Do XID sequences need to be contiguous?

Started by Mark Dilgerover 6 years ago3 messageshackers
Jump to latest
#1Mark Dilger
mark.dilger@enterprisedb.com

Hackers,

While working on the problem of XID wraparound within the LISTEN/NOTIFY
system, I tried to increment XIDs by more than one per transaction.
This leads to a number of test failures, many which look like:

+ERROR:  could not access status of transaction 7485
+DETAIL:  Could not read from file "pg_subtrans/0000" at offset 24576: 
read too few bytes.

I might not have read the right documentation, but....

I do not see anything in src/backend/access/transam/README nor elsewhere
documenting a design decision or assumption that transaction IDs must
be assigned contiguously. I suppose this is such a fundamental
assumption that it is completely implicit and nobody thought to document
it, but I'd like to check for two reasons:

First, I'd like a good method of burning through transaction ids in
tests designed to check for problems in XID wrap-around.
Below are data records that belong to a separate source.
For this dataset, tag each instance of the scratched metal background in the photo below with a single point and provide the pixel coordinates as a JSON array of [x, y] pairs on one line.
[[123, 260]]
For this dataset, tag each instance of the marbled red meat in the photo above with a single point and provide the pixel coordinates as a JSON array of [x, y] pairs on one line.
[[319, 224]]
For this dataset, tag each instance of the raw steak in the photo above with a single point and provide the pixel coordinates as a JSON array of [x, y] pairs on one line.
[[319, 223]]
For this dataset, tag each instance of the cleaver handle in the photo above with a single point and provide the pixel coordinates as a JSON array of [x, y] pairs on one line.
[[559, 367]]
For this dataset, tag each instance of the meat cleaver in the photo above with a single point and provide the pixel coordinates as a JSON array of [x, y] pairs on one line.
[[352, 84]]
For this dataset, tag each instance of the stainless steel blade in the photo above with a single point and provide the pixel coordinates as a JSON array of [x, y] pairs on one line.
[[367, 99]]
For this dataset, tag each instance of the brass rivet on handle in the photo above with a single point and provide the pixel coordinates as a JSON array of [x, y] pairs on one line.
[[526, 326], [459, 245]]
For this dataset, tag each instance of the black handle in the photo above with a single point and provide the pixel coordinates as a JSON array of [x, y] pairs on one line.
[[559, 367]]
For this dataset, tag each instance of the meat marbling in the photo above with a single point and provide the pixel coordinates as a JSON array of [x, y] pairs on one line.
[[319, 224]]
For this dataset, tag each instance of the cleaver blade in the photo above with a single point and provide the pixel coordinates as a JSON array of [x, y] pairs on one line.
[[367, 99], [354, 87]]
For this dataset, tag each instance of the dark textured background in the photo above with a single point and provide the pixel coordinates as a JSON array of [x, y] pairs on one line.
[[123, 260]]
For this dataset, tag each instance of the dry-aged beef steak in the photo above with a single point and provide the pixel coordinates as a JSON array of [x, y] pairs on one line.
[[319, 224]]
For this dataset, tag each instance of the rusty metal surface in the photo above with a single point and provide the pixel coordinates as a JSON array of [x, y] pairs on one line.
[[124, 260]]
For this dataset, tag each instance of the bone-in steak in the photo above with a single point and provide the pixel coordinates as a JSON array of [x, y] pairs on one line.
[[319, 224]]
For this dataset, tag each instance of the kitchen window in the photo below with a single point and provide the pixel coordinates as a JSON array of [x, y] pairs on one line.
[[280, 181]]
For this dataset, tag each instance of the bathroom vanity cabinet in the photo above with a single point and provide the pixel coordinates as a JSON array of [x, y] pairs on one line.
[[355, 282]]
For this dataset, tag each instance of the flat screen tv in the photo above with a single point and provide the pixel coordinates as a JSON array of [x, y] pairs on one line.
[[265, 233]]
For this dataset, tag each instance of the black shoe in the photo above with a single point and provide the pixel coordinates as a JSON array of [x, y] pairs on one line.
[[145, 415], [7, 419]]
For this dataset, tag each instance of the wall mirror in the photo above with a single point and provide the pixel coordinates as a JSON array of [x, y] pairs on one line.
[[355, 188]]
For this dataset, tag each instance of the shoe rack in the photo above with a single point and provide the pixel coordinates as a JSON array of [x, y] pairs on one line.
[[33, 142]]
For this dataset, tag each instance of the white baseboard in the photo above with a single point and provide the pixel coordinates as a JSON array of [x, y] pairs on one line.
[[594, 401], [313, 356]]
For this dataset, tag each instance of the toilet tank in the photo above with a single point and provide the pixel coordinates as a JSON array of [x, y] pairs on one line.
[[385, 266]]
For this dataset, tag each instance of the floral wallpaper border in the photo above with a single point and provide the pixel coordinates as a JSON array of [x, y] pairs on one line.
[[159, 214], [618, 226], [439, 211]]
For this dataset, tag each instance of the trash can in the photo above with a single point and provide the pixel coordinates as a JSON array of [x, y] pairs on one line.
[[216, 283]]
Second, I'd like to add Asserts where appropriate regarding this
assumption. It seems strange to me that I should have gotten as far
as a failing read() without having tripped an Assert somewhere along the
way.

To duplicate the errors I hit, you can either apply this simple change:

diff --git a/src/include/access/transam.h b/src/include/access/transam.h
index 33fd052156..360b7335bb 100644
--- a/src/include/access/transam.h
+++ b/src/include/access/transam.h
@@ -83,7 +83,7 @@ FullTransactionIdFromEpochAndXid(uint32 epoch, 
TransactionId xid)
  static inline void
  FullTransactionIdAdvance(FullTransactionId *dest)
  {
-       dest->value++;
+       dest->value += 2;
         while (XidFromFullTransactionId(*dest) < FirstNormalTransactionId)
                 dest->value++;
  }

or apply the much larger WIP patch, attached, and then be sure to
provide the --enable-xidcheck flag to configure before building.

--
Mark Dilger

Attachments:

xidcheck.WIP.patch.1text/plain; charset=UTF-8; name=xidcheck.WIP.patch.1Download+216-0
#2Tom Lane
tgl@sss.pgh.pa.us
In reply to: Mark Dilger (#1)
Re: Do XID sequences need to be contiguous?
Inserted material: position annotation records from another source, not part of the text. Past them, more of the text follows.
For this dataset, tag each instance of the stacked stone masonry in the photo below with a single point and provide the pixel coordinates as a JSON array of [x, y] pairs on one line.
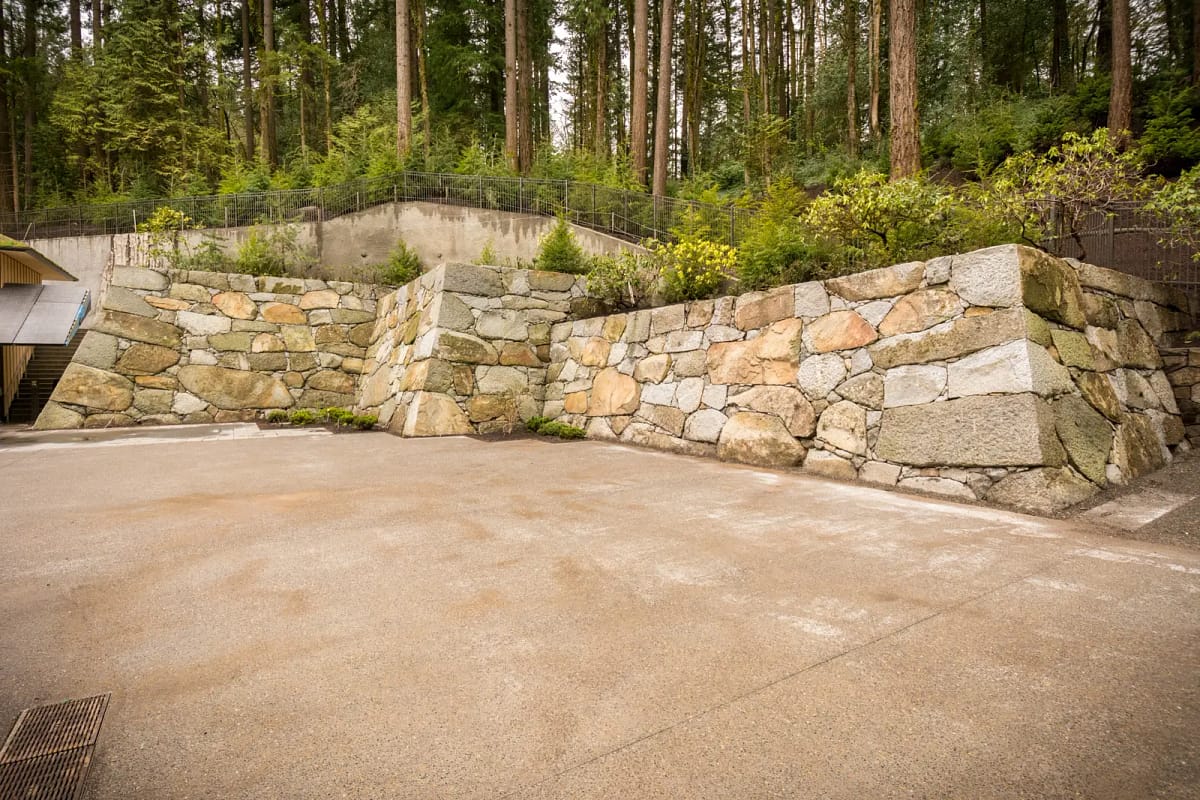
[[172, 347], [1182, 366], [1002, 374], [465, 349]]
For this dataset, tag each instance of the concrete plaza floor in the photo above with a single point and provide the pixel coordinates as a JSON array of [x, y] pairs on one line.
[[366, 617]]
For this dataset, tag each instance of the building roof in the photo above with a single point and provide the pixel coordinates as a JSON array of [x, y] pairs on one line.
[[25, 256]]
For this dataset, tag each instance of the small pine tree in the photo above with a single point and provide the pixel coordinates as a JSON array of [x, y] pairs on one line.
[[559, 252]]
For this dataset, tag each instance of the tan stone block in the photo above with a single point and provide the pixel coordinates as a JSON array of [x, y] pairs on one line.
[[760, 439], [235, 305], [919, 311], [887, 282], [283, 313], [613, 394], [96, 389], [840, 330], [760, 308]]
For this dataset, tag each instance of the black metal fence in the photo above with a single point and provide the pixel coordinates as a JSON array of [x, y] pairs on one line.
[[633, 216], [1120, 236], [1125, 236]]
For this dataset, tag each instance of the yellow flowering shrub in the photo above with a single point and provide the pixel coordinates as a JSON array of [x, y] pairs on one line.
[[694, 268]]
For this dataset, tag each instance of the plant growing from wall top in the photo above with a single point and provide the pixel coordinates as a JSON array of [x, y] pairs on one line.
[[403, 265], [559, 252]]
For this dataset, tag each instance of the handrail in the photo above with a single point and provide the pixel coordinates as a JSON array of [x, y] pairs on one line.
[[625, 214]]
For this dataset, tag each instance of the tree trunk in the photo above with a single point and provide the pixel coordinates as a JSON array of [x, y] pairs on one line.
[[511, 145], [270, 146], [873, 119], [1195, 42], [97, 23], [423, 77], [1121, 97], [1104, 36], [903, 88], [810, 68], [1060, 48], [525, 86], [31, 94], [663, 113], [73, 12], [247, 80], [403, 83], [852, 78], [327, 89], [600, 132], [6, 185], [640, 112]]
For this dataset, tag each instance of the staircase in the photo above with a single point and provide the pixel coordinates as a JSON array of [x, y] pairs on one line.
[[42, 374]]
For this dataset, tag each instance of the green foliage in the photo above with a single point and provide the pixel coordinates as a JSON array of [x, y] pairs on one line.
[[559, 252], [622, 281], [403, 266], [1180, 203], [547, 427], [364, 421], [875, 222], [1173, 130], [693, 268], [562, 429], [162, 229], [336, 415], [779, 248], [275, 251], [1080, 175], [304, 416]]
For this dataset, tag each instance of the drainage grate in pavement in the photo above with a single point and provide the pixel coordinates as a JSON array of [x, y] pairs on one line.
[[49, 750]]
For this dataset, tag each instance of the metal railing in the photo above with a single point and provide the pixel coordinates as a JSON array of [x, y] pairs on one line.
[[1121, 236], [628, 215], [1125, 236]]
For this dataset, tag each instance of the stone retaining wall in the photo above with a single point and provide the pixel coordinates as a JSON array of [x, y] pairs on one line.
[[1001, 374], [173, 347], [465, 349], [1182, 367]]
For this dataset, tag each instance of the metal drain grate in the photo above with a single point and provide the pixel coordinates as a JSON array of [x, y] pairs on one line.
[[49, 750]]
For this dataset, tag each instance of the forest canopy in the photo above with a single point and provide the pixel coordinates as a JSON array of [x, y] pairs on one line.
[[136, 98]]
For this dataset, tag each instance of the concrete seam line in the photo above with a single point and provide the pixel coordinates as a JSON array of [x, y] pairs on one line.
[[797, 673]]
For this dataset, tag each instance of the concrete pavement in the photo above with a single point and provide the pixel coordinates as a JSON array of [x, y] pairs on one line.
[[367, 617]]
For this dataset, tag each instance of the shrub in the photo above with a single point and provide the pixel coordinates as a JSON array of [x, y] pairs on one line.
[[337, 415], [273, 252], [779, 248], [403, 266], [487, 257], [562, 429], [693, 268], [622, 281], [559, 252], [304, 416]]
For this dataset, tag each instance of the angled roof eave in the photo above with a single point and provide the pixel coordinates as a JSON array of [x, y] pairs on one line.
[[27, 256]]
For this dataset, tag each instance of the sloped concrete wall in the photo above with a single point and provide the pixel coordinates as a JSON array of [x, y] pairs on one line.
[[465, 349], [172, 347], [1002, 374], [348, 246]]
Mark Dilger <hornschnorter@gmail.com> writes:

While working on the problem of XID wraparound within the LISTEN/NOTIFY
system, I tried to increment XIDs by more than one per transaction.
This leads to a number of test failures, many which look like:

IIRC, the XID-creation logic is designed to initialize the next clog
page whenever it allocates an exact-multiple-of-BLCKSZ*4 transaction
number. Skipping over such numbers would create trouble.

First, I'd like a good method of burning through transaction ids in
tests designed to check for problems in XID wrap-around.

Don't "burn through them". Stop the cluster and use pg_resetwal to
set the XID counter wherever you want it. (You might need to set it
just before a page or segment boundary; I'm not sure if pg_resetwal
has any logic of its own to initialize a new CLOG page/file when you
move the counter this way. Perhaps it's worth improving that.)

Second, I'd like to add Asserts where appropriate regarding this
assumption.

I'm not excited about that, and it's *certainly* not a problem that
justifies additional configure infrastructure.

regards, tom lane

#3Amit Kapila
amit.kapila16@gmail.com
In reply to: Mark Dilger (#1)
Re: Do XID sequences need to be contiguous?

On Fri, Nov 29, 2019 at 12:22 AM Mark Dilger <hornschnorter@gmail.com> wrote:

Hackers,

While working on the problem of XID wraparound within the LISTEN/NOTIFY
system, I tried to increment XIDs by more than one per transaction.
This leads to a number of test failures, many which look like:

+ERROR:  could not access status of transaction 7485
+DETAIL:  Could not read from file "pg_subtrans/0000" at offset 24576:
read too few bytes.

I might not have read the right documentation, but....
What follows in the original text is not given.